Article by PBI-Canada
On January 6, the Peace Brigades International-Guatemala Project posted this 4-minute video (in Spanish) about the Creompaz case.
That day was the 5th anniversary of the arrest of fourteen former military on charges of forced disappearance and crimes against humanity. At least seven other people related to the Creompaz case remain fugitives from justice.
That army base, then known as Military Zone 21, was the site of extreme violence against men, women and children in the 1980s.
It was there that 84 mass graves containing 565 bodies were found.
The Caso Creompaz video notes that hundreds of victims have been identified as Indigenous Maya Poqomchi, Q’eqchi’, Achi, Ixil and K’iche peoples.
The military base is considered the largest clandestine cemetery in Latin America.
In Creompaz: Guatemala’s ‘Little School of the Americas’, Canadian journalist Dawn Paley writes: “Evidence uncovered by forensic anthropologists shows that people disappeared from various regions were later brought to the base at Coban by soldiers for interrogation and torture, followed by extrajudicial execution and secret burial.”
Indigenous people were targeted during the armed conflict that began in 1960 and formally ended in 1996.
An estimated 200,000 Guatemalans were killed with 93 per cent of the executions of civilians carried out by government forces.
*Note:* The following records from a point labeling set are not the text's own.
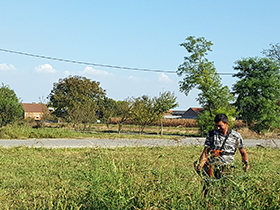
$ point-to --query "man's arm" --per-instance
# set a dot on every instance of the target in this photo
(245, 159)
(203, 159)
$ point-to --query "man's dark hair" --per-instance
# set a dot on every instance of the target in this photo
(221, 117)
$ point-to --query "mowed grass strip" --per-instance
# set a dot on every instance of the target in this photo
(131, 178)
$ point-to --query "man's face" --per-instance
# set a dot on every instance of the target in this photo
(222, 127)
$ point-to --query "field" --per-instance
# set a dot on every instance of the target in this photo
(131, 178)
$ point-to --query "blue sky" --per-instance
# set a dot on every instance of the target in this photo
(141, 34)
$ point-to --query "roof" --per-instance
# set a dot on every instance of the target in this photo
(32, 107)
(197, 110)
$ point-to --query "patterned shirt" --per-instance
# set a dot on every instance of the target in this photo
(215, 140)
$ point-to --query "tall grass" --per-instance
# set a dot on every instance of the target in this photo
(98, 131)
(131, 178)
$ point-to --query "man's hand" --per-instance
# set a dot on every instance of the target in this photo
(246, 167)
(197, 167)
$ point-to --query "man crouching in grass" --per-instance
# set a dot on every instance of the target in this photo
(222, 144)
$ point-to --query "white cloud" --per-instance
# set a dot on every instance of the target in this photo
(45, 68)
(5, 67)
(164, 78)
(90, 70)
(132, 78)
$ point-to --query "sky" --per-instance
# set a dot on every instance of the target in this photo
(136, 34)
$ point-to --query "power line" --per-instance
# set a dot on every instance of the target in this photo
(93, 64)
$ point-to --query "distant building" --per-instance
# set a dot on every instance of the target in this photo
(192, 113)
(33, 110)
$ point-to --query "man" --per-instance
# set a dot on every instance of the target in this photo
(222, 144)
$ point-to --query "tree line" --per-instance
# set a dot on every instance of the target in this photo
(254, 98)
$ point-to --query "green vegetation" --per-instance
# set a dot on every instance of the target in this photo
(98, 131)
(130, 178)
(258, 90)
(200, 73)
(10, 107)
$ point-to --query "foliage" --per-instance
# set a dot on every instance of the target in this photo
(200, 73)
(108, 109)
(131, 178)
(72, 90)
(83, 113)
(146, 111)
(10, 107)
(123, 112)
(258, 90)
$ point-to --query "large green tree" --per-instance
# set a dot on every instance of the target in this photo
(257, 91)
(76, 92)
(146, 111)
(10, 107)
(108, 109)
(123, 112)
(200, 73)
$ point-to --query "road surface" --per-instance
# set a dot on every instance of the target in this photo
(111, 143)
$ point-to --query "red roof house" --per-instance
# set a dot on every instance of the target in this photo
(33, 110)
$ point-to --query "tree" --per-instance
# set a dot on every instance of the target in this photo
(75, 92)
(200, 73)
(143, 112)
(258, 90)
(163, 103)
(10, 107)
(146, 111)
(108, 109)
(123, 111)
Of the 42,275 individual cases of killing and disappearances documented by the Commission for Historical Clarification, 83 per cent of the victims of the armed conflict were Indigenous Maya.
Military Zone 21 is now the United Nations Creompaz (Regional Training Command for Peacekeeping Operations) training base for peacekeepers.
Paley has commented: “Regardless of the mass graves at the base, military and police training continues there, supported by countries like the US and Canada.” The support from Canada has included a CAD$250,000 grant in 2009 and the purchase of specialized equipment in 2014 for a training program at Creompaz.
PBI-Guatemala has accompanied the Human Rights Law Firm (BDH) at hearings of several of the officers indicted in the crimes against humanity committed at this base.
PBI-Guatemala also accompanies the Chicoyogüito Neighborhood Association (AVECHAV) which represents the 250 families displaced by the construction of the base on their lands. The survivors and relatives of the displaced families continue to ask that their lands be returned to them and that their dispossession by the military end.